Bufera papà Boschi: pagò maxi-multa sui 250 mila euro in nero per la fattoria di Dorna

La vicenda risale al 2007. In casa dell'acquirente fotocopie di banconote per la vendita. "Li ha voluti in contanti". Ma non era estorsione. Con Pierluig un socio citato in indagini antimafia ma mai condannato, illecito fiscale estinto subito col pagamento. Il compratore sentito tre volte: dalla Finanza, dall'allora procuratore Scipio e da Roberto Rossi, all'epoca sostituto, che firmò anche i decreti di perquisizione

Pierluigi Boschi

Pierluigi Boschi

Arezzo, 21 gennaio 2016 - E' sempre nel mirino.Papà Boschi è al centro di una vicenda opaca che si apre nel 2007, si chiude a novembre 2013 e riesplode oggi dopo il default di Banca Etruria. Pierluigi Boschi, ex vice presidente di Bpel, è stato indagato e successivamente prosciolto in seguito alla compravendita di una grande tenuta agricola, la Fattoria di Dorna, a Badia al Pino.

Anno 2007. Alla procura di Arezzo arriva un esposto nel quale si denuncia l’acquisto sotto costo della tenuta e il successivo frazionamento per ricavare il massimo dai lotti venduti. La fattoria, una villa padronale, diversi annessi e 150 ettari di terreni, è dell’Università di Firenze che la mette all’asta per oltre 9 milioni e poi la cede a trattativa privata.

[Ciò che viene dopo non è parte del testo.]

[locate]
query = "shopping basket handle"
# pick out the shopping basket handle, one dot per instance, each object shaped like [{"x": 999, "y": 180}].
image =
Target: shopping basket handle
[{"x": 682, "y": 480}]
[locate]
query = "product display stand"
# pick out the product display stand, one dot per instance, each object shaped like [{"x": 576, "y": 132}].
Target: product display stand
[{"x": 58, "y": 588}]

Se la aggiudica la società cooperativa agricola Valdarno Superiore, di cui Boschi è presidente del consiglio di amministrazione. Subito dopo la coop cede la tenuta a un’altra società, appena costituita, denominata Fattoria di Dorna. Boschi detiene il 90% delle quote, l’altro 10% è di Francesco Saporito. Il nome di Saporito compare in un’ordinanza del Gip di Catanzaro: titolare di un oleificio a Petilia Policastro, nell’atto viene indicato da un pentito di ’ndrangheta come prestanome per un gruppo criminale calabrese.

Accuse che non hanno condotto a contestazioni nè condanne. Nella vicenda della tenuta, Saporito ha poi aumentato la sua partecipazione fino a diventarne, assieme alla moglie, l’unico titolare. Nell'esposto, è già il 2010, si sottolineano irregolarità nelle modalità di vendita dei lotti e l’allora procuratore capo Scipio apre un fascicolo, co-assegnato a Roberto Rossi, suo successore, ma all’epoca semplice sostituto. La Guardia di Finanza, su mandato di Rossi, perquisisce sia casa Boschi sia quelle degli acquirenti dei lotti: nella residenza romana di uno dei proprietari – tale Apollonio – spuntano le fotocopie di banconote da 500 euro per un totale di 250mila.

Apollonio racconta che Boschi ha preteso da lui 250mila euro al nero per acquistare la proprietà (pagata in tutto 460mila euro) e lo stesso Apollonio (e non il padre di Maria Elena come erroneamente avevamo indicato ieri, N.d.R.) viene interrogato tre volte: la prima dalle Fiamme Gialle, poi da Rossi e infine da Scipio. L’ipotesi di accusa è estorsione (era già caduta la turbativa d’asta), ma non emergono profili penali: Apollonio avrebbe potuto ritirarsi, non è stato obbligato a comprare con la pistola alla tempia e quindi niente estorsione. Ma il Pm Rossi non si arrende e prosegue le indagini con l’accusa di evasione fiscale per il pagamento in nero.

Subentra l’Agenzia delle Entrate a cui il verbale è stato trasmesso: essendo due i soci, la sanzione va calcolata non solo per Boschi, ma anche per Saporito. E così facendo, si va sotto la soglia della punibilità penale; cade quindi anche la seconda accusa. Resta solo l’illecito fiscale che Boschi corre a coprire: paga la multa all’Agenzia delle Entrate e ne paga anche una seconda a Bankitalia. Il versamento in nero viola la normativa antiriciclaggio sul massimo di contante utilizzabile, che certo non arriva ai 250mila euro riscossi.

Nel corso dell’indagine arriva dal pm della Dda di Firenze, Ettore Squillace Greco, la richiesta alla Guardia di Finanza del fascicolo relativo a Francesco Saporito. Squillace sta indagando, con i carabinieri di Siena, su un gruppo criminale che agisce nel senese. Il fascicolo, però, viene rispedito indietro e Saporito esce da quell’indagine.